Gabriel de Araceli y Terry Mangino. Domingo 26 de septiembre de 2021

Angelitos bellos, querubines negras que vuelan sobre el asfalto, levitando sobre las punteras como bailarines en un minueto de cancanes, hematocrito y sudor. Vistos apenas, quizás presentidos como efímeras sombras que se deslizan acompasando aplausos y admiración. Una exhalación, un zumbido de abeja libando lirios y rosas tardías del otoño de Madrid. Etéreos torsos de piernas infinitas esculpidos en ébano barnizado de seda de marfil. Zancadas sin dejar huella como cigüeñas que aletearan sobre un cielo de kilómetros fundidos a sus pies, a sus alas. Esa elegancia de los serafines del altiplano africano. La maratón, la aristocracia del atletismo.

El barquero Caronte aguarda en la laguna Estigia (entre los km 27,6 y 33 lago de la Casa de Campo) para llevar las almas de los atletas al inframundo del Hades, la derrota, o a los Campos Elíseos, la victoria sobre sí mismos.

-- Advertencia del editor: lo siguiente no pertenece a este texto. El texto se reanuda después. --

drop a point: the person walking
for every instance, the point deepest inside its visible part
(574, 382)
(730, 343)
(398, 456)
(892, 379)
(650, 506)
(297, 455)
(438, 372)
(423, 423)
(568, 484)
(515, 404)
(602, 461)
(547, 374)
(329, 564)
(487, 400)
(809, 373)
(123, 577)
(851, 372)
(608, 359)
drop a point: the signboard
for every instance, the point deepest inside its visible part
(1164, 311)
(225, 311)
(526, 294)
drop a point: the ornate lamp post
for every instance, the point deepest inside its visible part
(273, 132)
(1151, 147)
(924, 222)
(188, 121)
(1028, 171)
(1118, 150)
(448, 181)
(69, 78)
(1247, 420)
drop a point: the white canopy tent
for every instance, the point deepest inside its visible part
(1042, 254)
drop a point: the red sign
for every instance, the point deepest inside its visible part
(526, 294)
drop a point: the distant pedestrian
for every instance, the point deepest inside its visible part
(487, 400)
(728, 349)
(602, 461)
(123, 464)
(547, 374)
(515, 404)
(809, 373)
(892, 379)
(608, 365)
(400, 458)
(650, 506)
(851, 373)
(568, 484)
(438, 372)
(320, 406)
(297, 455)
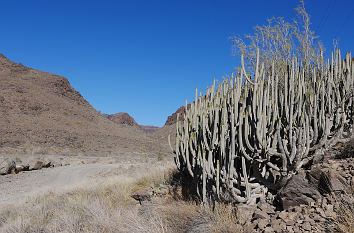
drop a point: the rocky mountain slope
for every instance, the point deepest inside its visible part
(173, 118)
(124, 118)
(42, 110)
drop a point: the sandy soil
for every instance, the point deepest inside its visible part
(20, 187)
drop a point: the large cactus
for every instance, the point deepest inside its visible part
(246, 135)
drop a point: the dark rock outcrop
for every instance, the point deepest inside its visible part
(173, 118)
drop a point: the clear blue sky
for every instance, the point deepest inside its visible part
(147, 57)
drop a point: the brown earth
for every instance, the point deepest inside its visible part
(124, 118)
(173, 118)
(42, 110)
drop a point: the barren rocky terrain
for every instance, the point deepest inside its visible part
(39, 109)
(65, 167)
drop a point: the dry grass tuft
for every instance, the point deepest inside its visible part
(107, 207)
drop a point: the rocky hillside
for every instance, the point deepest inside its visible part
(124, 118)
(42, 110)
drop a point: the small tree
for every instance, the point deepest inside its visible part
(279, 41)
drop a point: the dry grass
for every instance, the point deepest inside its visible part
(108, 207)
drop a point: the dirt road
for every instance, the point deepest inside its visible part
(18, 187)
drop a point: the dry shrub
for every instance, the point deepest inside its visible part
(107, 207)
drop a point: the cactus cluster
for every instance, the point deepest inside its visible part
(247, 135)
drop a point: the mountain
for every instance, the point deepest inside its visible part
(42, 110)
(172, 119)
(124, 118)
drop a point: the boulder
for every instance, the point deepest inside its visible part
(7, 166)
(142, 194)
(328, 180)
(297, 191)
(36, 164)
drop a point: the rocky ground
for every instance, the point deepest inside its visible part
(317, 199)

Y allá lejos, inmensamente detrás de los arcángeles, una legión de congestionados proletarios zapatea con rigor el pavor del camino largo, eterno y áspero. Una promesa quizás, un reto, una agonía prolongada, un deseo o la necesidad de demostrarse capaces. Aunque el cansancio infinito perfore los cuerpos, aunque el dolor se adueñe de ellos, aunque flaqueen las fuerzas y la voluntad se resista a soportar el castigo, son los náufragos golpeados por la tempestad, los embates de cada kilómetro les susurran a los oídos el canto perverso de las sirenas: ¡No llegarás, no llegarás! Y en una curva del camino, a lo lejos, como el faro que alerta del buen rumbo aparece la salvación, el refugio, el puerto. Filípides aguarda en la meta para llenar de laureles la cabeza de los vencedores. El pueblo. ¡Alegraos, vencimos!